AZIZ AZAD DURAL KIMDIR?
Qi Gong Eğitmeni ve Danışmanı Aziz Azad Dural, yaklaşık 22 senedir Uzakdoğu çalışmaları yapıyor. Savaş sanatları ile yedi yıl ilgilendi, iki sene kesintisiz savaş sanatları çalıştı, ardından Qi Gong ile tanıştı. Mantak Chia’nın o zamanlar Türkçe’ye çevrilmiş İçsel Gülümseme, Mikrokozmik Yörünge Meditasyonu ve savaş sanatları, sağaltıcı ses çalışmalarını yaptı. 1999’da birçok Qi Gong çalışmasını bir araya getiren 100 Gün çalışmalarına başladı. Ardından Cem Şen’in İstanbul’da bu egzersizleri baz aldığı eğitimlerine başladı. 2002 yılında Türkiye’ye gelen David Verdesi ile çalışan grupta yer aldı. 2009-2010 yıllarına kadar kendisi çalıştı, dersler verdi. 2010-2012 arasında yine Cem Şen’in açtığı genel Qi Gong eğitimlerine katıldı. Yurt dışı eğitimlerinde de bulundu.
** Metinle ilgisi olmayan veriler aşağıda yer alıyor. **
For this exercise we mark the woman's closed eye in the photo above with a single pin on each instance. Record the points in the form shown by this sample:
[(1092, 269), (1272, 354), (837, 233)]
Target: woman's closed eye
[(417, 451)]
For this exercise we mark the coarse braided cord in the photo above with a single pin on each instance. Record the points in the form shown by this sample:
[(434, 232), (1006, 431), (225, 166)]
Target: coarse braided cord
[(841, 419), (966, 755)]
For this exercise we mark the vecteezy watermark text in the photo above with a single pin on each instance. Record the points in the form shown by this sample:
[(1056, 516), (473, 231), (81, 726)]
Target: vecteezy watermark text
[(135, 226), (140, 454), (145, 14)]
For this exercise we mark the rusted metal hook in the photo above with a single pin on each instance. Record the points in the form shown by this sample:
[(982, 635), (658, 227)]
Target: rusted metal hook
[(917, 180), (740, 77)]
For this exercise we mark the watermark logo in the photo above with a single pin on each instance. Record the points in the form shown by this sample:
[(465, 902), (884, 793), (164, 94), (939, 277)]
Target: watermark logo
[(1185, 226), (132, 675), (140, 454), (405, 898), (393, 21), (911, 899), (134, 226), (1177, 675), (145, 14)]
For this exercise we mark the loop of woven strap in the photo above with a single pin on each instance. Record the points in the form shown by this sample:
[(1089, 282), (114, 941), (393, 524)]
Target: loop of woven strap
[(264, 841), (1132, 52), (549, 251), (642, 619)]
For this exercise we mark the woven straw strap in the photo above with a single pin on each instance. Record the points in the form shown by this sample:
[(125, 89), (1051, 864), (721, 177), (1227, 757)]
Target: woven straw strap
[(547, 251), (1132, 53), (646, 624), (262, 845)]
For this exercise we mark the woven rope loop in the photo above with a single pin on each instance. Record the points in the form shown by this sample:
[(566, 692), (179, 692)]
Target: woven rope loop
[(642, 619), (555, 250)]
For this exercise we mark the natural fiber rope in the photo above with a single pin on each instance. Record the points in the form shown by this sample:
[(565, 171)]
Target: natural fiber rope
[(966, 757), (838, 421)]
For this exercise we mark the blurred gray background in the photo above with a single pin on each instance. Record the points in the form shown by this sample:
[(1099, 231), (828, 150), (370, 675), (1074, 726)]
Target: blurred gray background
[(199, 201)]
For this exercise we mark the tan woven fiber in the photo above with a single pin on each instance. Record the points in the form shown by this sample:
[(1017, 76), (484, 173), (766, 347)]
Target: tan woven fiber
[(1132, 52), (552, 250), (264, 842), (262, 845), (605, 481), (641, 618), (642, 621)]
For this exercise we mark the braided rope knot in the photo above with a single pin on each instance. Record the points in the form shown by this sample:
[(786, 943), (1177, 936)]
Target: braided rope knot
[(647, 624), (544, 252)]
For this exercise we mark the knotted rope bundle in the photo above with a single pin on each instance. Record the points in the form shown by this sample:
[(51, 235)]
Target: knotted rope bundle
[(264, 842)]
Bir süre önce Emei Linji okulunun büyük ustası Fu Wei Zhong ile İstanbul’da çalıştı. Hem eğitim veriyor, hem tedaviye dönük egzersiz hem de şifa çalışması yapıyor. Enerji blokajlarını açan masajlar ya da belirli formlarda egzersizler yaptırıyor. Önce danışanın bilgilerini alıyor, üzerinde çalışıyor ve kişiye özel sonuçlar çıkarıyor. Daha hızlı verim alabilecek bir şekle oturtuyor. Modernleştirilmiş değil tümüyle geleneksel çalışmalar yaptığının altını çiziyor.